11 Infamous Software Bugs
Programming errors that derail high-profile space-exploration missions -- especially bugs that cause spectacular explosions -- are frightening, expensive and career-killingly embarrassing for those who let them slip through. They provide extremely vivid reminders for all of us to check and recheck (and recheck and recheck and recheck) every line of code.
Mars Climate Orbiter Doesn't Orbit
Back in physics class, our teachers leaped all over answers that consisted of a number. If the answer was 2.5, they'd take their red pens and write "2.5 what? Weeks? Puppies? Demerits?" And proceed to mark the answer wrong.
Back then, we thought that they were just being pedantic. But it's the kind of error that can burn up a $327.6 million project in minutes. It did in 1998, when the Mars Climate Orbiter built by NASA's Jet Propulsion Laboratory approached the Red Planet at the wrong angle. At this point, it could easily have been renamed the Mars Climate Bright Light in the Upper Atmosphere, and shortly afterward been renamed the Mars Climate Debris Drifting Through the Sky.
There were several problems with this spacecraft -- its uneven payload made it torque during flight, and its project managers neglected some important details during several stages of the mission. But the biggest problem was that different parts of the engineering team were using different units of measurement. One group working on the thrusters measured in English units of pounds-force seconds; the others used metric Newton-seconds. And whoever checked the numbers didn't use the red pen like a pedantic high-school teacher.
The result: The thrusters were 4.45 times more powerful than they should have been. If this goof had been spotted earlier, it could have been compensated for, but it wasn't, and the result of that inattention is now lost in space, possibly in pieces.
Mariner 1's Five-Minute Flight
On July 22, 1962, the first spacecraft of NASA's Mariner program blasted off on a mission to fly by Venus. The booster did its job, taking the spacecraft from its Cape Canaveral launchpad, but after a few minutes, Mariner 1 began to yaw off course. The guidance system failed to correct the trajectory, and guidance commands failed to correct it manually.
As the rocket veered off toward North Atlantic shipping lanes, the range safety officer did the only thing he could do: blow the thing up. Four minutes and 55 seconds into the mission, the Mariner 1 exploded.

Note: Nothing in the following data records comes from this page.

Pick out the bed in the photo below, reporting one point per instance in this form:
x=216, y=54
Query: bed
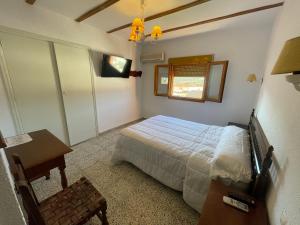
x=185, y=155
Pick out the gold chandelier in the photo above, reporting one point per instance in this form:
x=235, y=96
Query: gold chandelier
x=138, y=28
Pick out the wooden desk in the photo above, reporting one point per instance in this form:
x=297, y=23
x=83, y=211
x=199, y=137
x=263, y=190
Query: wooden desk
x=39, y=156
x=215, y=212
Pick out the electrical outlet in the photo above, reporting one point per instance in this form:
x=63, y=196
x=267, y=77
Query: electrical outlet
x=284, y=218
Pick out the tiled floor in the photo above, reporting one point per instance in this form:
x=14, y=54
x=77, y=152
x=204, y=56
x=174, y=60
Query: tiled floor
x=133, y=197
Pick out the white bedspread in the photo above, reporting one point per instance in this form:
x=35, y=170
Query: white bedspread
x=176, y=152
x=161, y=146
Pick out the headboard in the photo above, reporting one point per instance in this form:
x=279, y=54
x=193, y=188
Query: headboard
x=261, y=158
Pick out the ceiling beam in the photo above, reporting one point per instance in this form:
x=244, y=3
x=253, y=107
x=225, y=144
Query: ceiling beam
x=161, y=14
x=223, y=17
x=31, y=2
x=96, y=9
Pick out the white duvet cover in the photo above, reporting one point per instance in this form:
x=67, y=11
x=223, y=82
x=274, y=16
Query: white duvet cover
x=176, y=152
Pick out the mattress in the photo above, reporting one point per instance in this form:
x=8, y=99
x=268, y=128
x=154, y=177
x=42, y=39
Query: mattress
x=185, y=155
x=161, y=146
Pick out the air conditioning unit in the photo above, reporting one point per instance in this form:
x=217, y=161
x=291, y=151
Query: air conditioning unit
x=153, y=58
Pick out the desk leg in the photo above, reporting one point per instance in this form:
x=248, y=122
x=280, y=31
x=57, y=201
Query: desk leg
x=64, y=182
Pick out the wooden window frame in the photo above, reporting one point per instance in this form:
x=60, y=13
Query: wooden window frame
x=222, y=84
x=171, y=77
x=156, y=79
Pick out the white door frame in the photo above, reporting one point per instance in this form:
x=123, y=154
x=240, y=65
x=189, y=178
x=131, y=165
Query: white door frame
x=10, y=92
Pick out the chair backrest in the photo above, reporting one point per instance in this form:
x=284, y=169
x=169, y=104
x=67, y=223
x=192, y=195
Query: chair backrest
x=29, y=198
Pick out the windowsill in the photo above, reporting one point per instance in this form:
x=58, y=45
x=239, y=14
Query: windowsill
x=187, y=99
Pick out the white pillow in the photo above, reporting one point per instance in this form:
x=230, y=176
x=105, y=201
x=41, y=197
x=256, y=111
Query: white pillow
x=232, y=156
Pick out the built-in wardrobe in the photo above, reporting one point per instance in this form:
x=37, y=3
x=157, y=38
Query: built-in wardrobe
x=49, y=85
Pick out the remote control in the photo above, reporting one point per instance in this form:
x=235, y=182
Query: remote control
x=242, y=198
x=235, y=203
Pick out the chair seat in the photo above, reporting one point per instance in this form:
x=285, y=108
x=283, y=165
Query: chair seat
x=74, y=205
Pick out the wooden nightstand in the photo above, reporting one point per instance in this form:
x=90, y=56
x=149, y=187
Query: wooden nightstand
x=216, y=212
x=244, y=126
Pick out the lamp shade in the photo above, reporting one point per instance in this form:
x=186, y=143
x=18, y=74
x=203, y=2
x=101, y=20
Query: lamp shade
x=156, y=32
x=289, y=58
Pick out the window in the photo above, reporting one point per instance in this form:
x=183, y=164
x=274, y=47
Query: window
x=188, y=82
x=161, y=80
x=192, y=82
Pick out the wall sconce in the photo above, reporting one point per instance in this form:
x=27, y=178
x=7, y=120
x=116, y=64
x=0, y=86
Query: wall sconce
x=289, y=62
x=251, y=78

NASA was already suffering from Sputnik envy, and the Mariner 1 incident was another international embarrassment for the agency. The postmortem of this debacle revealed what NASA described as "improper operation of the Atlas airborne beacon equipment" -- though later it came out that the mistranscription of a single punctuation mark by an engineer caused the mission's fatal software error.
In his 1968 book The Promise of Space, Arthur C. Clarke described the mission as "wrecked by the most expensive hyphen in history."

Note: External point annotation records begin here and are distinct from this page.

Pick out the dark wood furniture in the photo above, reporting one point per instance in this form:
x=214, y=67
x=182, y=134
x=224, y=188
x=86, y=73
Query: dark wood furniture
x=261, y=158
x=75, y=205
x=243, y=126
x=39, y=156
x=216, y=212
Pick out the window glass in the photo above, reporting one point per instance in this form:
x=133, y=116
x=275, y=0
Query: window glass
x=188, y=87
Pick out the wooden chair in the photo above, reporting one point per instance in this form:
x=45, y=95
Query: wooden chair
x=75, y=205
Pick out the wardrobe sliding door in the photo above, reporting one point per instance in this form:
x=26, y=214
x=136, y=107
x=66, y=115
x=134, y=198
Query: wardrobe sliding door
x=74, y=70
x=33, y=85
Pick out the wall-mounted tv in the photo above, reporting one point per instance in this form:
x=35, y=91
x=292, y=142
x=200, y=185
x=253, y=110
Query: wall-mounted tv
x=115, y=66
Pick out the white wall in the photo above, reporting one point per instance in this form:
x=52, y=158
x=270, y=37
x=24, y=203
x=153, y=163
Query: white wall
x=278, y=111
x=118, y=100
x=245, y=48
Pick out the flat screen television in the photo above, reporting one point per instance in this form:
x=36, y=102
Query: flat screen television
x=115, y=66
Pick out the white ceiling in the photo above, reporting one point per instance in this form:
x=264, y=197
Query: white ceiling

That may not be strictly accurate. Although NASA did mention a hyphen in some of its reports of the incident, it appears that the agency was simplifying the story for a nontechnical audience.
A more widely accepted account is that the punctuation mark was a superscript bar over a radius symbol, handwritten in a notebook. In rocket science, the overbar signifies a smoothing function, so the formula should have calculated the smoothed value of the time derivative of a radius.
Without the smoothing function, even minor variations of speed would trigger the corrective boosters to kick in. The automobile driving equivalent would be to yank the steering wheel in the opposite direction of every obstacle in the driver's field of vision.
But few people know what an overbar is, and since it looks like a hyphen, that's how most people tell the story.
Forty Seconds of Ariane-5
The European Space Agency (ESA) has also suffered embarrassment on the software front. The inaugural flight of its fifth-generation Ariane launcher bested NASA's Mariner 1 score for unmanned spacecraft disaster: It took only 40 seconds to blow up.
On June 4, 1996, after the kind of dramatic vertical blastoff you'd expect from a high-profile European vehicle, cameras on the ground barely had time to focus on the Ariane-5 as it turned around and began to fall apart, before it completely exploded.
The Ariane Flight 501 disaster began with a loss of guidance and attitude information 30 seconds after liftoff. Once it veered completely off course, it automatically self-destructed.
The problem was that Ariane-5's inertial reference system dealt with 64-bit floating-point data and converted it into 16-bit signed integer values. The result of the data conversion was too large for a 16-bit signed integer, which caused an arithmetic overflow in the hardware. In the ESA's case, a software handler that could have dealt with the problem had been disabled, and so there was no levee to dam the cascade of system failures that led to the destruction.